We observed that most of the new generation in the Eden area was recycled, and almost no objects died in the survivor area, so we reduced the tenuring threshold from 8 to 2 (use option:-XX:MaxTenuringThreshold=2) in order to shorten the time spent on data replication by the new generation garbage collection.
We also note that the standstill time of the new generation of recycling increases with the increase in the space occupancy rate of the old era. This means that the pressure from the old age makes it take more time for the object to ascend. To solve this problem, increase the total heap memory size to 40GB, decrease the value of-XX:CMSInitiatingOccupancyFraction to 80, and start recycling in old times faster. Although the value of-XX:CMSInitiatingOccupancyFraction is reduced, increasing heap memory can avoid the constant old GC. At this stage, we have achieved a 70ms Cenozoic recovery pause and 99.9 percent delayed 80ms.

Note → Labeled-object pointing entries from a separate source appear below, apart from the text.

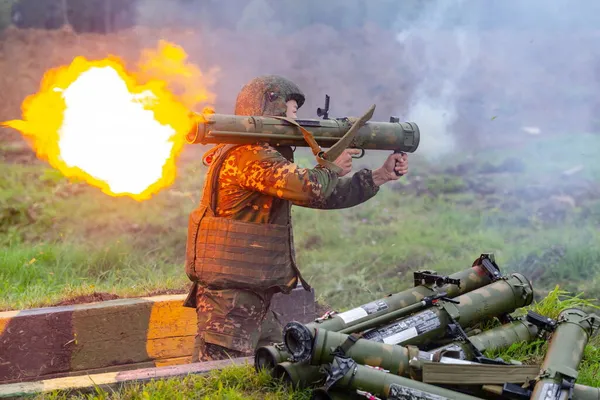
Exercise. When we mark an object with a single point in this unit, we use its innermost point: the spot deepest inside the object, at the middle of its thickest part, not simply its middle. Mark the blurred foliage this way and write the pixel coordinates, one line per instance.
(103, 16)
(5, 12)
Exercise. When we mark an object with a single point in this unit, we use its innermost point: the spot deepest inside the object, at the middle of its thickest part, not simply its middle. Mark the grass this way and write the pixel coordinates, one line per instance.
(242, 382)
(537, 208)
(231, 383)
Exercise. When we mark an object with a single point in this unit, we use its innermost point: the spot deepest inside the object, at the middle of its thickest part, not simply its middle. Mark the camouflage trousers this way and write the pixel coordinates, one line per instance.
(233, 323)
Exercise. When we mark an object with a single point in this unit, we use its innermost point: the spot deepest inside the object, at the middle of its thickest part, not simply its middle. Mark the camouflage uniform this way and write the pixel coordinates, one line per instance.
(256, 186)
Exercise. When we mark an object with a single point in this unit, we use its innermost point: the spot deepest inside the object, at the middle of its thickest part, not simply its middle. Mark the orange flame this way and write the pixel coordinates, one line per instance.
(117, 130)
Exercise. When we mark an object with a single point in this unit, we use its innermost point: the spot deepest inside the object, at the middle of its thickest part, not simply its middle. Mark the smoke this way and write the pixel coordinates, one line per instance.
(485, 72)
(441, 69)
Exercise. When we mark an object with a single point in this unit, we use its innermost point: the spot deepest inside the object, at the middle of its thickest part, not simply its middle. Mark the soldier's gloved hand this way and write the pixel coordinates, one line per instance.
(344, 161)
(394, 162)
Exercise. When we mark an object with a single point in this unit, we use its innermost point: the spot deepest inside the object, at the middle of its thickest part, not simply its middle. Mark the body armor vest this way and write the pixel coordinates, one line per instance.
(223, 253)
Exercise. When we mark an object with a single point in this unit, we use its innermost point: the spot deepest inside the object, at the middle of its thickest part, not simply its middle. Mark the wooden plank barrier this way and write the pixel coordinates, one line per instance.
(113, 335)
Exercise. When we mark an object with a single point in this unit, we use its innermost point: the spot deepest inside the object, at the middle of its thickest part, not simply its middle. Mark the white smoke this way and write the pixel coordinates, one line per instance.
(440, 70)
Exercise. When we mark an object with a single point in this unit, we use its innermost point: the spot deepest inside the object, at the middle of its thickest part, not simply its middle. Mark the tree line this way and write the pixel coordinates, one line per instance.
(280, 16)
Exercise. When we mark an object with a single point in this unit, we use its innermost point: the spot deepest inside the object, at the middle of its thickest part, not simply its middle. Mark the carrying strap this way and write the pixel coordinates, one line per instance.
(323, 158)
(215, 158)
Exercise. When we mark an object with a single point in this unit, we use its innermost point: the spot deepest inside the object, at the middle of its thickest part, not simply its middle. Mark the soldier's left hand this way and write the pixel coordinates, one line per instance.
(395, 162)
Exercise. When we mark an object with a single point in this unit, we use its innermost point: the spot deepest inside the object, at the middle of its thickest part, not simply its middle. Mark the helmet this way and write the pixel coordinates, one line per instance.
(267, 95)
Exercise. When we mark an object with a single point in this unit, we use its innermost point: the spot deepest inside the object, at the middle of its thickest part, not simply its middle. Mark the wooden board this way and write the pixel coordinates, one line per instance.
(113, 379)
(53, 341)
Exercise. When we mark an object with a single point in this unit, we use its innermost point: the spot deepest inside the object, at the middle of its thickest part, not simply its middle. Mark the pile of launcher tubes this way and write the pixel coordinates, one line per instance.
(428, 342)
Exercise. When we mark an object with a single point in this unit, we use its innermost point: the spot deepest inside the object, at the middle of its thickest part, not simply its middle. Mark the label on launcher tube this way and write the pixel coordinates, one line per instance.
(405, 329)
(363, 311)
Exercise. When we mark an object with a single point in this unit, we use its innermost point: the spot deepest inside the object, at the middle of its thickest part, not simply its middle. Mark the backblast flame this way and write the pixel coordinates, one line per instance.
(114, 129)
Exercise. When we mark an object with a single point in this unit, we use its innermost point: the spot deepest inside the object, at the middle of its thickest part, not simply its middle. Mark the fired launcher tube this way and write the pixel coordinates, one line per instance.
(565, 351)
(238, 129)
(580, 392)
(396, 359)
(503, 296)
(388, 386)
(496, 338)
(470, 279)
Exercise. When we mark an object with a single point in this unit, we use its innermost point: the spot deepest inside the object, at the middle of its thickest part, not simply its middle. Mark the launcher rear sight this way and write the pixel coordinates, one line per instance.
(429, 278)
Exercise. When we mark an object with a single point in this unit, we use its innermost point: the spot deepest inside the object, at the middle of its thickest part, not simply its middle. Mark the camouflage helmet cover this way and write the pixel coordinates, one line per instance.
(267, 95)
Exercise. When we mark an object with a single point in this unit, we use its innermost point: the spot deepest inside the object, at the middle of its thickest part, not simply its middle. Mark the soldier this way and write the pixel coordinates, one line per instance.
(240, 246)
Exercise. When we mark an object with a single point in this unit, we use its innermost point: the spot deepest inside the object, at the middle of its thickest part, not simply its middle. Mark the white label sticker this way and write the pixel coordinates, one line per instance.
(401, 336)
(353, 315)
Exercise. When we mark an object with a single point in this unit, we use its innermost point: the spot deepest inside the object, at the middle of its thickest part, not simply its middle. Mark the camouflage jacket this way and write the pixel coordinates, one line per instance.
(256, 181)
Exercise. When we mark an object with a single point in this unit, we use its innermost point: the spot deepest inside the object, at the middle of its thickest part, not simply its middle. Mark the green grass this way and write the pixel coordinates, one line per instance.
(62, 239)
(231, 383)
(59, 239)
(242, 382)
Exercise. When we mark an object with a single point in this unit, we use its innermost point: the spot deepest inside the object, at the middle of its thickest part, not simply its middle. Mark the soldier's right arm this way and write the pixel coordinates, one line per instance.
(263, 169)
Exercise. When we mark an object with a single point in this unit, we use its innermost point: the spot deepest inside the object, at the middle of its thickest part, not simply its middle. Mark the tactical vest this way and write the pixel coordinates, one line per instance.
(223, 253)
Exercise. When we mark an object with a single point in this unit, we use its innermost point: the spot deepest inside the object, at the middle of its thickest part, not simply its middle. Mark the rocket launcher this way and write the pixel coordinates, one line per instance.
(503, 296)
(520, 330)
(337, 134)
(346, 373)
(407, 360)
(558, 371)
(427, 286)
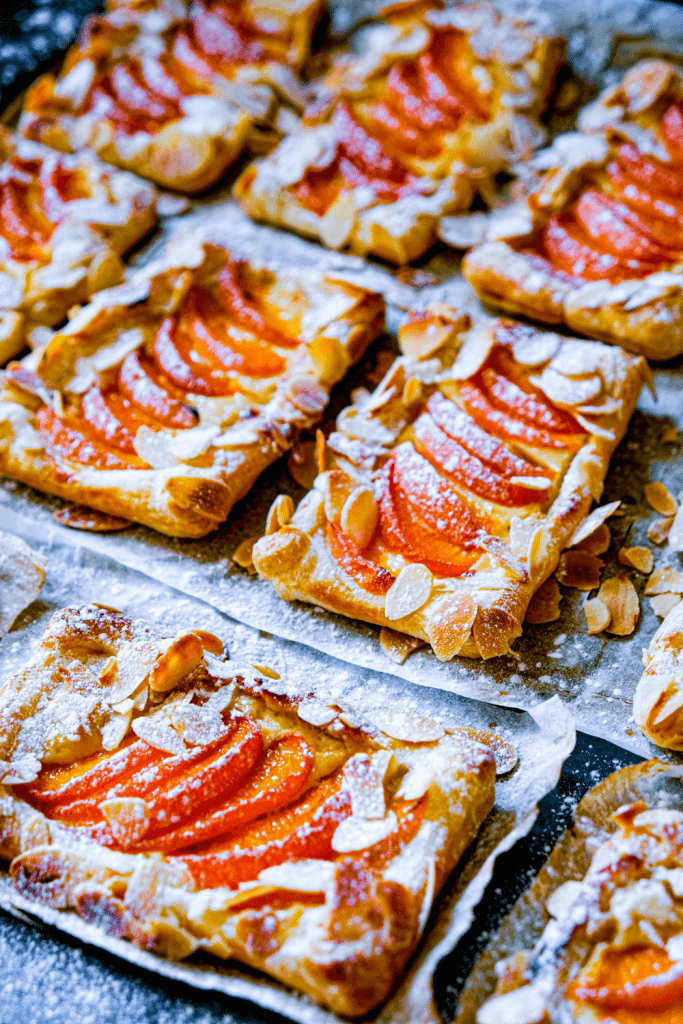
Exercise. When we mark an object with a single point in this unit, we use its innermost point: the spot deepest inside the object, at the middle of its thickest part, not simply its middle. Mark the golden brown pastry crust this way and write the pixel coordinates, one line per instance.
(513, 67)
(481, 610)
(643, 314)
(202, 107)
(345, 925)
(625, 842)
(193, 476)
(85, 232)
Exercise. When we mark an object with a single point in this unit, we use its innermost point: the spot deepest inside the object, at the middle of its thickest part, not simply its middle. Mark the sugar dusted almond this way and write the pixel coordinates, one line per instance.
(660, 499)
(410, 592)
(597, 615)
(545, 605)
(398, 646)
(579, 569)
(280, 514)
(359, 516)
(663, 603)
(620, 596)
(638, 558)
(665, 581)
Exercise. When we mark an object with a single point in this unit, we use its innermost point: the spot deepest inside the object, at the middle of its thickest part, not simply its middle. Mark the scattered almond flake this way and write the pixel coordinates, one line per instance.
(663, 603)
(592, 521)
(396, 645)
(620, 596)
(597, 615)
(597, 543)
(545, 604)
(410, 592)
(579, 569)
(660, 499)
(665, 581)
(638, 558)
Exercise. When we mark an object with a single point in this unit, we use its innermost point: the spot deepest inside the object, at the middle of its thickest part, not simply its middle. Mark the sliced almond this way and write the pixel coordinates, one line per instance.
(410, 592)
(280, 514)
(660, 499)
(620, 596)
(579, 569)
(545, 605)
(359, 516)
(663, 603)
(638, 558)
(657, 531)
(398, 646)
(665, 581)
(597, 615)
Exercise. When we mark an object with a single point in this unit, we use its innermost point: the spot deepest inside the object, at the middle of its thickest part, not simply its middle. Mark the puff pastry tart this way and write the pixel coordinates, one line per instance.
(439, 100)
(611, 951)
(165, 397)
(455, 486)
(193, 803)
(175, 93)
(600, 245)
(65, 221)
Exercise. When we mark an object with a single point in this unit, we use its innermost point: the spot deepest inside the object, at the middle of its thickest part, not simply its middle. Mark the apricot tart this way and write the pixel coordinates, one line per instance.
(165, 397)
(450, 493)
(611, 949)
(184, 803)
(439, 100)
(175, 92)
(65, 222)
(600, 248)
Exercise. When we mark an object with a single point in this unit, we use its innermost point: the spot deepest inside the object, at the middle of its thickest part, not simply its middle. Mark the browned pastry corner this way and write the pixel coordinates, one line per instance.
(197, 804)
(165, 398)
(438, 101)
(450, 493)
(175, 91)
(599, 245)
(605, 913)
(65, 222)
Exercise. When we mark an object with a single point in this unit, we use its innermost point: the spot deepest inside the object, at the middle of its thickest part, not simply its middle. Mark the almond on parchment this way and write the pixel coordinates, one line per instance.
(638, 558)
(660, 499)
(545, 605)
(579, 569)
(663, 603)
(621, 598)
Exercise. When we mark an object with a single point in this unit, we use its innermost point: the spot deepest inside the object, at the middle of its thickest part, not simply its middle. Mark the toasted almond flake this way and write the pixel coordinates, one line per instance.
(545, 604)
(579, 569)
(280, 514)
(638, 558)
(592, 521)
(665, 581)
(410, 592)
(657, 531)
(398, 646)
(597, 543)
(620, 596)
(359, 516)
(302, 465)
(243, 554)
(663, 603)
(660, 499)
(597, 615)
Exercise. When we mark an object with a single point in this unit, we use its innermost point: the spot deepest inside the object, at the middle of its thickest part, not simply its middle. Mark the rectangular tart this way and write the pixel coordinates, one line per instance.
(175, 92)
(165, 397)
(607, 911)
(189, 803)
(438, 101)
(447, 495)
(65, 222)
(599, 247)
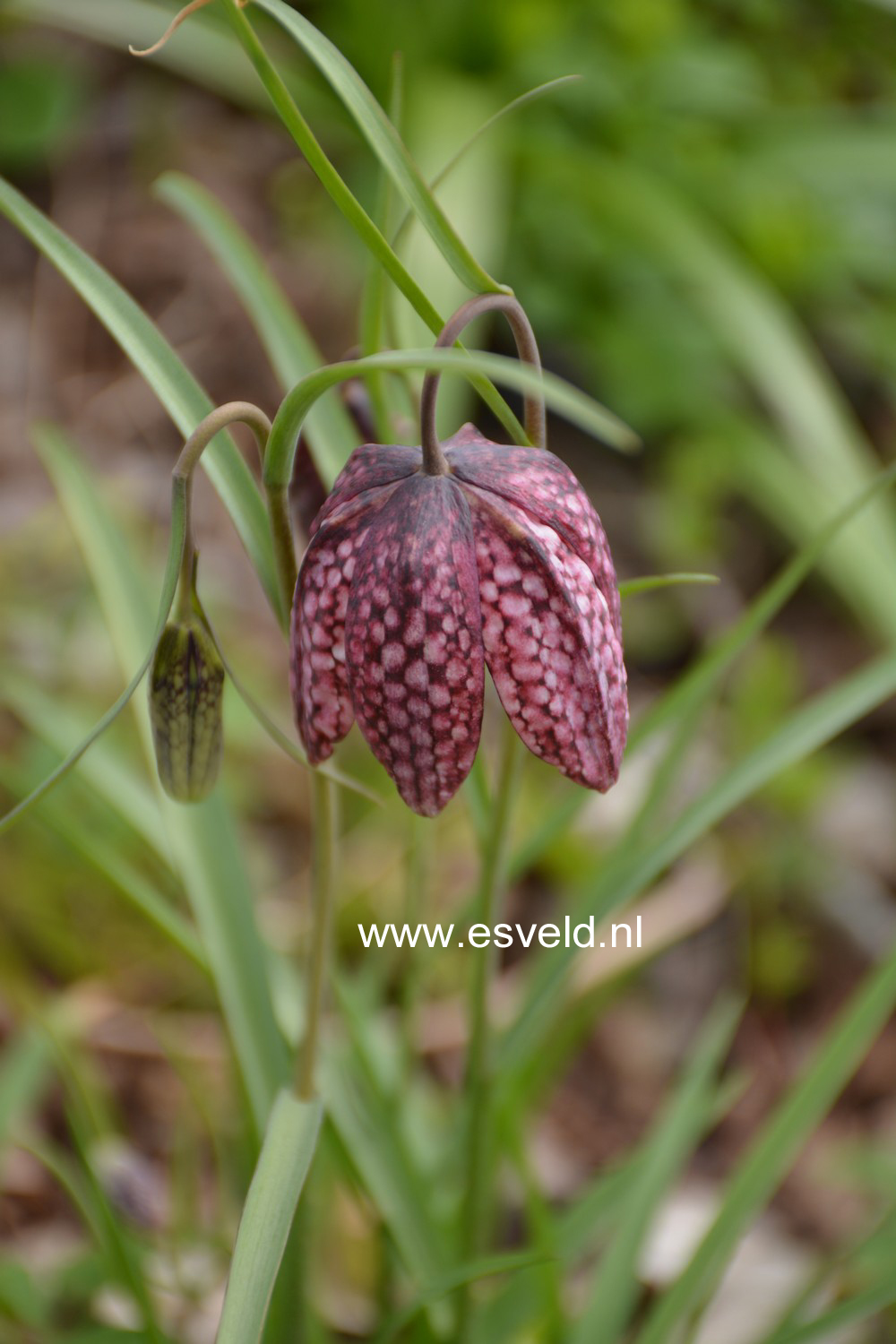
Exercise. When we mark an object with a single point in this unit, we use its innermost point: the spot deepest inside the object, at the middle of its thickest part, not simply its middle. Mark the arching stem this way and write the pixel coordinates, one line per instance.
(435, 461)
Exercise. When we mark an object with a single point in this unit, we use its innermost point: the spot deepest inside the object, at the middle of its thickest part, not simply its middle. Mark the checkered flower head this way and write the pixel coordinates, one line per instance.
(414, 583)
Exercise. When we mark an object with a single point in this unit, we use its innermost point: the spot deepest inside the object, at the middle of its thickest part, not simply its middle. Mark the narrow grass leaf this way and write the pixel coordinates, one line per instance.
(763, 339)
(201, 53)
(365, 1124)
(383, 140)
(777, 1145)
(107, 771)
(562, 397)
(280, 328)
(26, 1070)
(373, 237)
(203, 836)
(650, 582)
(91, 843)
(629, 873)
(692, 691)
(839, 1319)
(473, 1273)
(268, 1217)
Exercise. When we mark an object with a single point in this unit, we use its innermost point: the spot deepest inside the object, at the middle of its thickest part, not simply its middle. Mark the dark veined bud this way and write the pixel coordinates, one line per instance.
(185, 693)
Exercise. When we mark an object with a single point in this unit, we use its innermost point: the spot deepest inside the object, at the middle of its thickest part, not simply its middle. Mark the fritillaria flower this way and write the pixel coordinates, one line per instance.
(427, 564)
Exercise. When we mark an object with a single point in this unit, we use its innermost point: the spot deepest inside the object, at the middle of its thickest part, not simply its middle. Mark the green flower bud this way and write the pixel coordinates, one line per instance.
(185, 688)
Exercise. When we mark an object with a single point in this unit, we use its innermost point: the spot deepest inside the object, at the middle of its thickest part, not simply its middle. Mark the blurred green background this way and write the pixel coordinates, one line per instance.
(702, 230)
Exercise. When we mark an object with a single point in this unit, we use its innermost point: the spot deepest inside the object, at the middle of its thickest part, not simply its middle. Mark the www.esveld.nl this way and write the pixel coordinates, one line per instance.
(500, 935)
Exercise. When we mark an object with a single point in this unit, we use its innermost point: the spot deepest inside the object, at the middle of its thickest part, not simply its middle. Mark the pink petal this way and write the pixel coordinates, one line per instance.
(414, 642)
(319, 680)
(368, 470)
(544, 487)
(549, 642)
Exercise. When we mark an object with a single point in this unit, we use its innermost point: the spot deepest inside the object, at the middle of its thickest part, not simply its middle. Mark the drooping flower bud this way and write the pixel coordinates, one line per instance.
(185, 694)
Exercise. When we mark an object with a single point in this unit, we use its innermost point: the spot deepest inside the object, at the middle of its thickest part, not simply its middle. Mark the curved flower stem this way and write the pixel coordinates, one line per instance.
(435, 462)
(323, 820)
(474, 1215)
(323, 883)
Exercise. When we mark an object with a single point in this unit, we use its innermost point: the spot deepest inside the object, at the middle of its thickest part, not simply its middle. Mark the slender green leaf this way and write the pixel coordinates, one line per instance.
(273, 731)
(831, 1324)
(446, 169)
(777, 1145)
(694, 690)
(383, 140)
(91, 843)
(175, 386)
(764, 340)
(201, 51)
(630, 871)
(282, 333)
(670, 1142)
(46, 437)
(559, 395)
(373, 238)
(107, 771)
(365, 1124)
(203, 836)
(473, 1273)
(268, 1217)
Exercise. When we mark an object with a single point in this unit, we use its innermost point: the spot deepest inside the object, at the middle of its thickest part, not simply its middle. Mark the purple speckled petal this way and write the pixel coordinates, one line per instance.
(549, 642)
(370, 468)
(414, 642)
(544, 487)
(319, 680)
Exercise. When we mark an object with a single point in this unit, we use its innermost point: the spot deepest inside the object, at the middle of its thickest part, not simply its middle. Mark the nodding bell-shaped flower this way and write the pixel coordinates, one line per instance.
(427, 564)
(185, 694)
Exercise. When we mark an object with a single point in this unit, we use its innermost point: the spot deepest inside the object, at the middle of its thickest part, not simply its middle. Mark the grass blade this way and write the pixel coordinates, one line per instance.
(383, 140)
(650, 582)
(93, 844)
(373, 237)
(282, 333)
(840, 1317)
(559, 395)
(203, 836)
(774, 1150)
(268, 1217)
(175, 386)
(694, 690)
(530, 96)
(672, 1140)
(629, 873)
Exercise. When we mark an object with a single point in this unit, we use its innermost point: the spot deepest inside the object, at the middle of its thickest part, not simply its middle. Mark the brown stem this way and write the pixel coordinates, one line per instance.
(435, 461)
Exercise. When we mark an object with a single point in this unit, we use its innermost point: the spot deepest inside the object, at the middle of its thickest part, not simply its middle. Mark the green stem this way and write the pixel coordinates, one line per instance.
(477, 1199)
(323, 874)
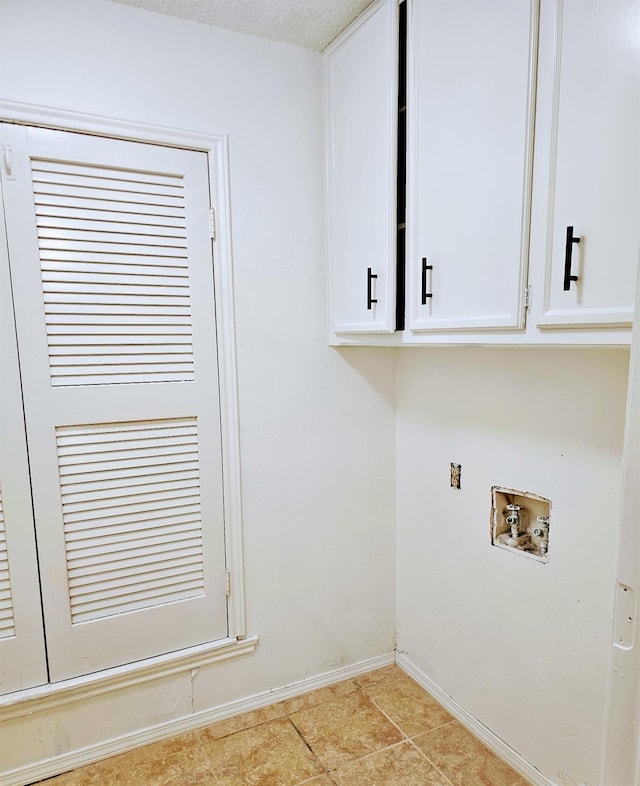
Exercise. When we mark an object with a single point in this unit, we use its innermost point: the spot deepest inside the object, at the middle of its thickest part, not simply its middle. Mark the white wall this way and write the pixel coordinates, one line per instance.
(317, 425)
(522, 646)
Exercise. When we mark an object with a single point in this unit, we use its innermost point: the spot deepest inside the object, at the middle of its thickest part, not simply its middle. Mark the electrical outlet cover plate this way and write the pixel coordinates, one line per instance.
(532, 538)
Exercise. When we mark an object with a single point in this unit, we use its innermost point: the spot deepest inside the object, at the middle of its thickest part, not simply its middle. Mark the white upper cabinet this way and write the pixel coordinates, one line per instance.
(360, 72)
(522, 173)
(589, 141)
(470, 113)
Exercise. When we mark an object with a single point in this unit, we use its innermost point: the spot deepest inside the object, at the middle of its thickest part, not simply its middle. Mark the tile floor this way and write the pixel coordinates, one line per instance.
(380, 729)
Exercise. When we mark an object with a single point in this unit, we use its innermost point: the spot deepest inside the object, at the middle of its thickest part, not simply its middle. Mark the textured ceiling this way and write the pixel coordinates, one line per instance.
(309, 23)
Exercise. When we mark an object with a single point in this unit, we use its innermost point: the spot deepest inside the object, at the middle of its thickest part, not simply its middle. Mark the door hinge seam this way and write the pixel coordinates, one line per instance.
(212, 223)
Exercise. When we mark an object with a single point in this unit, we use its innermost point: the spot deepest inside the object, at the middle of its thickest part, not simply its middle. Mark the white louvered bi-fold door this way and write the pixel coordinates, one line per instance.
(22, 652)
(111, 261)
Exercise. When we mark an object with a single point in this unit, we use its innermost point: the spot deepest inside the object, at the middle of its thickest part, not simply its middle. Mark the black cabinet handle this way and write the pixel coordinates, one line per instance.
(370, 299)
(568, 249)
(425, 268)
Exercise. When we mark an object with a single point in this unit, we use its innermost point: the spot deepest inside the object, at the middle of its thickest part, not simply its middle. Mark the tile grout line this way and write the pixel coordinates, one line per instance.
(435, 766)
(313, 753)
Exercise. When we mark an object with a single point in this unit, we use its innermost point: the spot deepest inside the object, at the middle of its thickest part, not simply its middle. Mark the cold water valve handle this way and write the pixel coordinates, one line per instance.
(513, 519)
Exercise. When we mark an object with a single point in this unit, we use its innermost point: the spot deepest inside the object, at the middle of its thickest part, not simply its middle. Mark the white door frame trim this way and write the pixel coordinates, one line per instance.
(216, 147)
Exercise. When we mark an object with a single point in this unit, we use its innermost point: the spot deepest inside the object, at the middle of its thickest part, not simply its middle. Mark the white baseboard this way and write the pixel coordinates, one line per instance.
(485, 735)
(70, 761)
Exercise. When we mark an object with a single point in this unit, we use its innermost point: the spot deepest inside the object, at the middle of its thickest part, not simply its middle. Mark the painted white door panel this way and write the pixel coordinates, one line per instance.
(109, 243)
(361, 119)
(471, 87)
(594, 181)
(22, 653)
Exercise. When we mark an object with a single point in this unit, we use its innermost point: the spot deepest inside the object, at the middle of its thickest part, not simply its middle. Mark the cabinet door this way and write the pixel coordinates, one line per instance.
(472, 72)
(111, 262)
(22, 653)
(360, 72)
(594, 163)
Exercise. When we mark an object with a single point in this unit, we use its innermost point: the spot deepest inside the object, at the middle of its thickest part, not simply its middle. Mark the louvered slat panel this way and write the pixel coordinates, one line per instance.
(122, 277)
(7, 623)
(131, 542)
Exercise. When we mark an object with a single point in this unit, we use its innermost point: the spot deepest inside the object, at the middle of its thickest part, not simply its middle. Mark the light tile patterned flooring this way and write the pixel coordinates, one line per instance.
(380, 729)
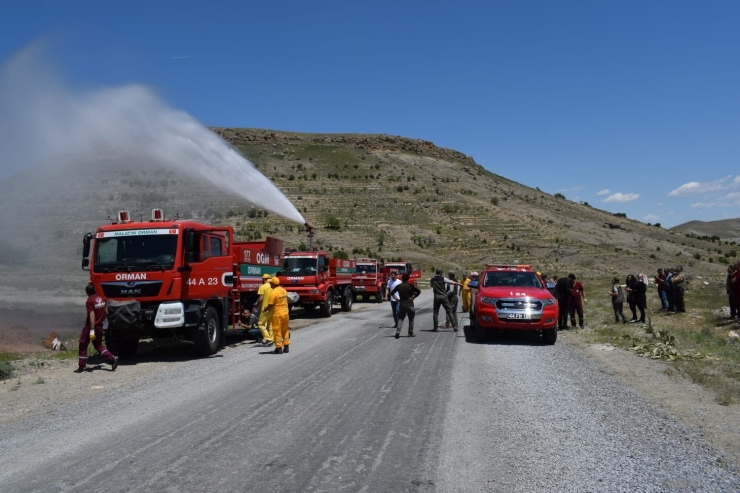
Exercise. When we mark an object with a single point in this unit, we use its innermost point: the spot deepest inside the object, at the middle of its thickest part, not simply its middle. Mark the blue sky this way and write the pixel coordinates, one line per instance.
(632, 107)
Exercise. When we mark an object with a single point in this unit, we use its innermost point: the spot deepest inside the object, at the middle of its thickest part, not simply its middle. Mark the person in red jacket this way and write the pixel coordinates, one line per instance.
(93, 330)
(577, 297)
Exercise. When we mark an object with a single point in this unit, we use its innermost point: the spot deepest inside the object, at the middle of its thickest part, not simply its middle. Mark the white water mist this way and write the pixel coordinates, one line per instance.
(41, 119)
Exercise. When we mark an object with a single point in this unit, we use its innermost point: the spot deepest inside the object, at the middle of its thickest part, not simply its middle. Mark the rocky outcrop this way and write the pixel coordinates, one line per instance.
(370, 142)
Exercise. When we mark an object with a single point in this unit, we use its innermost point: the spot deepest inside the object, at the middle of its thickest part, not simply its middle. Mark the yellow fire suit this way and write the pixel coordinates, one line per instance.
(264, 321)
(280, 315)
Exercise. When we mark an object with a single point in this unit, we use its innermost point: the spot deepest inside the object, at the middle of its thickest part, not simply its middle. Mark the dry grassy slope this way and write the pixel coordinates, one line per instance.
(448, 205)
(442, 214)
(725, 228)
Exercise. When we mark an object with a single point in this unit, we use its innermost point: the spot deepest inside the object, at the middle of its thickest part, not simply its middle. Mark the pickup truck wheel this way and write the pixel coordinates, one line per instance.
(549, 336)
(347, 300)
(120, 345)
(479, 333)
(326, 307)
(208, 333)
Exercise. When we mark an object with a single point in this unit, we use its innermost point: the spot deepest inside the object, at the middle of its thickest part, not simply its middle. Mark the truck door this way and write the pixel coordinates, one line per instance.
(211, 267)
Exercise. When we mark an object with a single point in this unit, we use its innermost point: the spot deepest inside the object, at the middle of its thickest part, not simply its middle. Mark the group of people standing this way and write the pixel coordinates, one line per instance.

6. Optimizing the task allocation of GC worker threads
To further shorten the pausing time of the new generation, we decided to explore the option of optimizing the task binding to the GC thread.
The-XX:ParGCCardsPerStrideChunk option controls the task granularity of the GC worker thread and can help achieve * performance without using a patch, which is used to optimize the card table scanning time of the new generation of garbage collection. What is interesting is that the time of the new generation of GC extends with the increase of space in the old age. Set this option to 32678 to reduce the pausing time of Cenozoic recycling to the average 50ms. At this time, 99.9% of the delay 60ms is applied.
There are other options to map tasks to GC threads, and if OS allows, the-XX:+BindGCTaskThreadsToCPUs option binds GC threads to individual CPU cores. -XX:+UseGCTaskAffinity uses the affinity parameter to assign tasks to the GC worker thread. However, our application does not find any benefit from these options. In fact, some surveys show that these options do not work on Linux systems.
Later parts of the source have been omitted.